Ramba

Ramba is a Python project that provides a fast, distributed, NumPy-like array API using compiled Numba functions and a Ray or MPI-based distributed backend. It also provides a way to easily integrate Numba-compiled remote functions and remote Actor methods in Ray.

The main use case for Ramba is as a fast, drop-in replacement for NumPy. Although NumPy typically uses C libraries to implement array functions, it is still largely single threaded, and typically does not make use of multiple cores for most functions, and definitely cannot make use of multiple nodes in a cluster.

Ramba lets NumPy programs make use of multiple cores and multiple nodes with little to no code changes.

Example

Consider this simple example of a large computation in NumPy:

# test-numpy.py
import numpy as np
import time

t0 = time.time()
A = np.arange(1000*1000*1000)/1000.0
B = np.sin(A)
C = np.cos(A)
D = B*B + C**2

t1 = time.time()
print (t1-t0)

Let us try running this code on a dual-socket server with 36 cores/72 threads and 128GB of DRAM:

% python test-numpy.py
47.55583119392395

This takes over 47 seconds, but if we monitor resource usage, we will see that only a single core is used. All others remains idle.

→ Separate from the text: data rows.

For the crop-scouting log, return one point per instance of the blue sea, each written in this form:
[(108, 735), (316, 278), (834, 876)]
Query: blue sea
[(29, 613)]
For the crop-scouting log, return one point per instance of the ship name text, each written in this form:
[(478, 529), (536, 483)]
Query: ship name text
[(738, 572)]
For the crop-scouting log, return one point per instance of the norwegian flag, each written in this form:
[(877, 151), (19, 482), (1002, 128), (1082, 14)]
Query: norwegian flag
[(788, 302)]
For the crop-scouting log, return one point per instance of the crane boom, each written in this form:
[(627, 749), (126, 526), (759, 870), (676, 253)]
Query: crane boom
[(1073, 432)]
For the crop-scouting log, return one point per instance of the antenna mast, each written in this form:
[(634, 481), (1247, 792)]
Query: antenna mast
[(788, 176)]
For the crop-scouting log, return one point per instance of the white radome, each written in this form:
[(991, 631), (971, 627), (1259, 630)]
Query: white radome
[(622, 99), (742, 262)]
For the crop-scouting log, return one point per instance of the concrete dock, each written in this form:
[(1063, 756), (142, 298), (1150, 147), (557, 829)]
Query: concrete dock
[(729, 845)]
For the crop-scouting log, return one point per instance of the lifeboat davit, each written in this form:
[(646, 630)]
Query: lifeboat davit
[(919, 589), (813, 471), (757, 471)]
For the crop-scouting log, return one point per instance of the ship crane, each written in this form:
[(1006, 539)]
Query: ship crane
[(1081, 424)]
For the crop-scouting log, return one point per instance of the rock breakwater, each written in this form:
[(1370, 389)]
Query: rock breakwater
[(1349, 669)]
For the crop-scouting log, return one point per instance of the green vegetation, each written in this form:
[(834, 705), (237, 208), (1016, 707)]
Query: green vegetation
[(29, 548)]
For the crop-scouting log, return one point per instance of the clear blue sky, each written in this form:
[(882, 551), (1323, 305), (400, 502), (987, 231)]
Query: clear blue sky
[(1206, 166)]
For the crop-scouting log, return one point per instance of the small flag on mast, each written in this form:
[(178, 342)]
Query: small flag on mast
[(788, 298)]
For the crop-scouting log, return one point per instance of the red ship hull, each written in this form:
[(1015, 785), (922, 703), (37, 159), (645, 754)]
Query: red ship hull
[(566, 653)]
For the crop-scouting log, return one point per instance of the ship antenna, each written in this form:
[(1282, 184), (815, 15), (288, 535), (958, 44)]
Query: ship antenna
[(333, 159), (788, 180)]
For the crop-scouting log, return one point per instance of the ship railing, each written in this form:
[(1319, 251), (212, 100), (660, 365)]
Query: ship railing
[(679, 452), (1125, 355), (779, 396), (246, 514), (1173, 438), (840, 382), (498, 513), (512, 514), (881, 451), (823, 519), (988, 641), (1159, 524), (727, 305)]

We can very easily modify the code to use Ramba instead of NumPy:

# test-ramba.py
import ramba as np  # Use ramba in place of numpy
import time

t0 = time.time()
A = np.arange(1000*1000*1000)/1000.0
B = np.sin(A)
C = np.cos(A)
D = B*B + C**2

np.sync()           # Ensure any remote work is complete to get accurate times
t1 = time.time()
print (t1-t0)

Note that the only changes are the import line, and the addition of the np.sync(). The latter is only needed to wait for all remote work to complete, so we can get an accurate measure of execution time.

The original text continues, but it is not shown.